Prolog.co.id – Sejumlah ruas jalan utama di Samarinda masih minim penerangan, memicu kekhawatiran warga terkait keselamatan dan kenyamanan. Sugiyono, anggota DPRD Kaltim dari Dapil Samarinda, menekankan pentingnya percepatan pemasangan Penerangan Jalan Umum (PJU) sebagai langkah konkret melindungi masyarakat.
Menurut Sugiyono, ruas jalan gelap tidak hanya berpotensi menimbulkan kecelakaan, tetapi juga rawan tindak kriminal. Ia menyebut Jalan DI Panjaitan dan Pangeran Antasari sebagai lokasi yang membutuhkan perhatian khusus.
“Penerangan jalan bukan sekadar fasilitas, tapi soal keamanan dan kualitas hidup warga.

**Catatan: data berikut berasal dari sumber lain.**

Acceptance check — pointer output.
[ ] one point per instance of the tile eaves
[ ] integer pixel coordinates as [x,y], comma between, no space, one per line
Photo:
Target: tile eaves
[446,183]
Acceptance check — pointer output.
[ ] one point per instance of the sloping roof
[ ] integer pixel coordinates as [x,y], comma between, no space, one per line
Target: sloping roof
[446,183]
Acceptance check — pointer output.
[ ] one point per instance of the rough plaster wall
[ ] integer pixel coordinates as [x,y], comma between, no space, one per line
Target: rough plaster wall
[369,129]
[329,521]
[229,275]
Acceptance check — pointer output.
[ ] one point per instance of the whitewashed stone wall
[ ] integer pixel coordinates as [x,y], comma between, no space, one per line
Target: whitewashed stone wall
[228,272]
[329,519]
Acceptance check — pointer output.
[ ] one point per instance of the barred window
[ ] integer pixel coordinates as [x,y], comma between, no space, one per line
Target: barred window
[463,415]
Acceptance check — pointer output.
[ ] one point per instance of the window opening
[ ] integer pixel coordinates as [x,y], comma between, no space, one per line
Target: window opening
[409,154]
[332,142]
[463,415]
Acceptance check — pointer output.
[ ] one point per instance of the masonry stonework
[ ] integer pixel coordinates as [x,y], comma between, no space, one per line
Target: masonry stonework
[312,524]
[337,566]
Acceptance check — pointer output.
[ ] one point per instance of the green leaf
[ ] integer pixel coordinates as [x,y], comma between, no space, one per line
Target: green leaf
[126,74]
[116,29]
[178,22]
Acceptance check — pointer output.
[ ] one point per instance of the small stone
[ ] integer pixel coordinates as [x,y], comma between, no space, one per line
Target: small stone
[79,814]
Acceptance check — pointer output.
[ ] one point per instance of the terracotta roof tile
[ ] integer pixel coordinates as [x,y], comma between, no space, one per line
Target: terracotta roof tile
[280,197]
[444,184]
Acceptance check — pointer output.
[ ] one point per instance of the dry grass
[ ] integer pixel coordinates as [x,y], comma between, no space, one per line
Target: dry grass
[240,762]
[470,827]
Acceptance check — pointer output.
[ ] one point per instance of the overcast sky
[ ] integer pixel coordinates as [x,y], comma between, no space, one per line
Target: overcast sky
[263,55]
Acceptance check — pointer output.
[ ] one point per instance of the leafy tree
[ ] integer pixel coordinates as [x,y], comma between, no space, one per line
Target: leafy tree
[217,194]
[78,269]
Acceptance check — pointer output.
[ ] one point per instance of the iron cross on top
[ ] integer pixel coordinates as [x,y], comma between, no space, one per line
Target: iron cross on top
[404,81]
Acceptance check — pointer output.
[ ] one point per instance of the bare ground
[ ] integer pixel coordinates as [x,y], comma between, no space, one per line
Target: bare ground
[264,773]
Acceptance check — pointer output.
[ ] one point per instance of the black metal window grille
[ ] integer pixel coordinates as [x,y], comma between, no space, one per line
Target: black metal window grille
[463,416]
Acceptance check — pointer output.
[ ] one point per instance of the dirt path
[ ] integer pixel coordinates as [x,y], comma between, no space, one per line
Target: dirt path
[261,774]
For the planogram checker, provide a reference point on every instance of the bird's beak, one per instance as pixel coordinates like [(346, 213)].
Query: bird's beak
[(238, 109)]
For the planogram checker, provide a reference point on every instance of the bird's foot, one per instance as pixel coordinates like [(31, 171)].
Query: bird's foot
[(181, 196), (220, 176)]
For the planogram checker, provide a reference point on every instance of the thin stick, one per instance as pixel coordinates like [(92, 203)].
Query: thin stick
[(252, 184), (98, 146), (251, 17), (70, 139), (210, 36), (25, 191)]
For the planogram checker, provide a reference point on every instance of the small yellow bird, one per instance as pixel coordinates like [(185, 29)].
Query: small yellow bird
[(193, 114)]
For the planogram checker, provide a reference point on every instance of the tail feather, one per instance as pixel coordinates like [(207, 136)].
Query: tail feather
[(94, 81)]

Kita tidak bisa menunda penanganannya,” kata politisi PDI Perjuangan itu, Senin 9 Juni 2025.
Pernyataan tersebut ia sampaikan usai rapat internal Badan Kehormatan DPRD Kaltim, di mana ia menegaskan komitmen mendorong alokasi anggaran untuk PJU dan berbagai infrastruktur dasar di kota ini.
Selain itu, Sugiyono juga menyoroti kebutuhan mendesak terkait perbaikan jalan, drainase, serta fasilitas umum lainnya agar warga dapat beraktivitas dengan aman.
Ia menegaskan, sebagai ibu kota provinsi, Samarinda seharusnya menjadi contoh kota yang aman, tertata, dan nyaman untuk ditinggali.
“Citra Kaltim tercermin dari kondisi kota ini. Jalan gelap dan fasilitas rusak akan merusak pandangan publik terhadap kita,” ujarnya.
Sugiyono menambahkan, pembangunan harus merata hingga ke pemukiman padat dan kawasan yang selama ini kurang mendapatkan perhatian. Pendekatan lintas sektor diperlukan agar penanganan infrastruktur tidak hanya terpusat di area tertentu.
Ia menegaskan DPRD akan terus mendorong koordinasi antara pemerintah provinsi dan pemkot Samarinda untuk menindaklanjuti aspirasi masyarakat.
“Warga berhak merasa aman dan nyaman, terutama saat beraktivitas malam hari. Kebutuhan ini tidak bisa ditunda lagi,” tutupnya.